Train ↔ Serve Consistency Audit Report — SoccerPredictAI¶

Date: 2026-04-28 Auditor: GitHub Copilot (Claude Opus 4.7) — /skill-ml-system-audit full (audit 06/12) Scope: Skew between training, batch inference, and online serving feature paths Baseline: docs/validation/20260424/06_train_serve_consistency_audit.md

Delta vs baseline¶

src/features/, src/pipelines/{features,inference}.py, src/app/services/predict.py, src/app/tasks/predict.py, src/app/routers/predict.py unchanged since 2026-04-26. Baseline findings remain in force.

Confirmed paths¶

Path	Feature source	Computation
Training (`final_train`)	`features.parquet` + `features_meta.parquet`	offline DVC `feature_engineering`
Batch inference (`batch_inference`)	re-computed via `compute_all_match_features()`	same code as training (`build_team_match_table`, `add_rolling_features`, `to_match_level`, `compute_elo_ratings`, `select_model_features`)
Online (`POST /predict/`)	request body `features: dict`	client-supplied; no server-side recomputation

All preprocessing (StandardScaler, SimpleImputer, OneHotEncoder) is encapsulated in the serialized sklearn Pipeline → loaded via mlflow.pyfunc.load_model("models:/soccer_clf@champion"). No manual preprocessing at serving time.
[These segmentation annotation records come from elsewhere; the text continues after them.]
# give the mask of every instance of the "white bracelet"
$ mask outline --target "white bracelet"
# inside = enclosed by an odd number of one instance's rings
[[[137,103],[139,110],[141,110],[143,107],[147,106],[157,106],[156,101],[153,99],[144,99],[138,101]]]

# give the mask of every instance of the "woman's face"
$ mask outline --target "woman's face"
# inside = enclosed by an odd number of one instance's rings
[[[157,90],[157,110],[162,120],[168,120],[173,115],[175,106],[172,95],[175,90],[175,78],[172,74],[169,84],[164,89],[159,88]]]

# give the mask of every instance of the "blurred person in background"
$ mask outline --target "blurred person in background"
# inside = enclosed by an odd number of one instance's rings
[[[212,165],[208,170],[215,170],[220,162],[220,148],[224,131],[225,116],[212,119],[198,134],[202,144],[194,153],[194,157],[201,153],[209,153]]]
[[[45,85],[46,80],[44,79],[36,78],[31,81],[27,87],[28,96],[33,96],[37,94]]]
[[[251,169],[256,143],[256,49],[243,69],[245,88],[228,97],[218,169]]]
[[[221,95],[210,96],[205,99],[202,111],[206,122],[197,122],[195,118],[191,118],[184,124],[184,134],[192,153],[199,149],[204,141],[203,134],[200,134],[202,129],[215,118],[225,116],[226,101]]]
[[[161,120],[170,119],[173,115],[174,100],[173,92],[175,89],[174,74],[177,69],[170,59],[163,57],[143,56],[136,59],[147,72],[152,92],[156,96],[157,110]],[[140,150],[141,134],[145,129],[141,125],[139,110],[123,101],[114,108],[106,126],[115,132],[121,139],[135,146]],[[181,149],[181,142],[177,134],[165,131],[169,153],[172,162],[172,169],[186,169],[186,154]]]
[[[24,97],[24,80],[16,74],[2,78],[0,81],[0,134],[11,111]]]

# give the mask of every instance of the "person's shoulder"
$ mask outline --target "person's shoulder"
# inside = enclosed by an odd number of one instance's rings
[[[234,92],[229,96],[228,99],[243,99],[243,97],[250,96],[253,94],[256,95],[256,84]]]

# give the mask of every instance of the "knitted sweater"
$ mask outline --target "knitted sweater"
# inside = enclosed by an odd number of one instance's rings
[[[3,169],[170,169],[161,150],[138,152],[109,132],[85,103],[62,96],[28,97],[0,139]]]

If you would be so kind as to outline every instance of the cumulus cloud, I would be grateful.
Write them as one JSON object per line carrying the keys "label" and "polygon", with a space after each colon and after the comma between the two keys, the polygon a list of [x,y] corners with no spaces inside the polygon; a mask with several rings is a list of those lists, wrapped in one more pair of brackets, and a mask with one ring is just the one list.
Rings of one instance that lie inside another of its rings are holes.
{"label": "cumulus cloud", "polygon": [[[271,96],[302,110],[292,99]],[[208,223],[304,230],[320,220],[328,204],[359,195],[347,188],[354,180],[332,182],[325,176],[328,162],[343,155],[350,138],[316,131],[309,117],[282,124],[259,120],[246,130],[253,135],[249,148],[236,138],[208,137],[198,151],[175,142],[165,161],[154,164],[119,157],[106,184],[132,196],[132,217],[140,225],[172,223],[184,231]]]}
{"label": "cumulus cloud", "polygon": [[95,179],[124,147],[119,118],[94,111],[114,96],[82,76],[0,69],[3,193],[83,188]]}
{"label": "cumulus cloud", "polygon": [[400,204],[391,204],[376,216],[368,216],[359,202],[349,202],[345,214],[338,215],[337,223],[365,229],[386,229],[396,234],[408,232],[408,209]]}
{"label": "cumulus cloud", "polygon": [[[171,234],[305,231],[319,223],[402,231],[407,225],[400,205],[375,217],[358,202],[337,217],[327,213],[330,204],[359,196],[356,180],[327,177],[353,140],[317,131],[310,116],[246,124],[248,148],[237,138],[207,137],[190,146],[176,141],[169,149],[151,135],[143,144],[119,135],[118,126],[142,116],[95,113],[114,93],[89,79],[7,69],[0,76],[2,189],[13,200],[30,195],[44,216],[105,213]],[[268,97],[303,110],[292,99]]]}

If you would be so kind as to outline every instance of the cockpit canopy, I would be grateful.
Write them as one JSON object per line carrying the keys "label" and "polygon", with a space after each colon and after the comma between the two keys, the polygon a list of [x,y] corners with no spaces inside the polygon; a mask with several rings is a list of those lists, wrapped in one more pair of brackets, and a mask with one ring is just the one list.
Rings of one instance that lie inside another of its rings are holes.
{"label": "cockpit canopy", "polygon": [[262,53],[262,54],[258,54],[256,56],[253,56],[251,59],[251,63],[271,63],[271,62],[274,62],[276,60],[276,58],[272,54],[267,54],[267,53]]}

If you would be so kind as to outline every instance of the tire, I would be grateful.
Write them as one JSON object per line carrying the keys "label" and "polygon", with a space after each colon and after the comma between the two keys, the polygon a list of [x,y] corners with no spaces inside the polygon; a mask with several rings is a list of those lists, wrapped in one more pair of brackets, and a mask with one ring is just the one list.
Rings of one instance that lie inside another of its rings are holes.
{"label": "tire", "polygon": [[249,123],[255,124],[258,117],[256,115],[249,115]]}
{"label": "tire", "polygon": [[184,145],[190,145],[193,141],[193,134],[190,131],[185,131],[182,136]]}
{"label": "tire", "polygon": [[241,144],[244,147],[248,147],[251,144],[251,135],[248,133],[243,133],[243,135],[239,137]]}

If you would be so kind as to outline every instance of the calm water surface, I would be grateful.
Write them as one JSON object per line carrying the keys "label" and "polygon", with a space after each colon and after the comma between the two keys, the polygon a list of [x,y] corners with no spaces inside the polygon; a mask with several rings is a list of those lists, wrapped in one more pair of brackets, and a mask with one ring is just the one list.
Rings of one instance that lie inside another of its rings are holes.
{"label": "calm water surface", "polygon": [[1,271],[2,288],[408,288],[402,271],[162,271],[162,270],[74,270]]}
Risk register (re-confirmed)¶

ID	Severity	Description	Status
TS-01	P1	`POST /predict/` has no server-side feature computation or schema validation against model input	Open
TS-02	P1	No model hot-reload in Celery worker on `champion` change → manual worker restart required	Open (= R3)
TS-03	P2	Batch-inference features fresher than training features (use more-recent history) — small systematic coverage skew	Open
TS-04	P2	`FeatureLookupService.get_features()` strips NaNs; SimpleImputer fills the gap silently	Open
TS-05	P2	No staleness check on `match_features.parquet` (no max-age guard) — stale predictions without alerting	Open (= R5)

Summary¶

Aspect	Status
Training ↔ batch inference parity (code, params, selector)	✅
Preprocessing baked into serialized model	✅
Feature order via `features_meta.parquet`	✅
Server-side feature recomputation for online predict	❌ (TS-01)
Hot-reload of registered model	❌ (TS-02)
Staleness guard on batch features	❌ (TS-05)

Recommendation: TS-02 and TS-05 are top operational risks. Minimal viable fixes: (a) periodic alias check + lazy reload in worker_process_init lifecycle (e.g. SIGUSR1 → re-load); (b) last_modified SLO on match_features.parquet with HTTP 503 on staleness.

See baseline §1–§5 for code-level detail.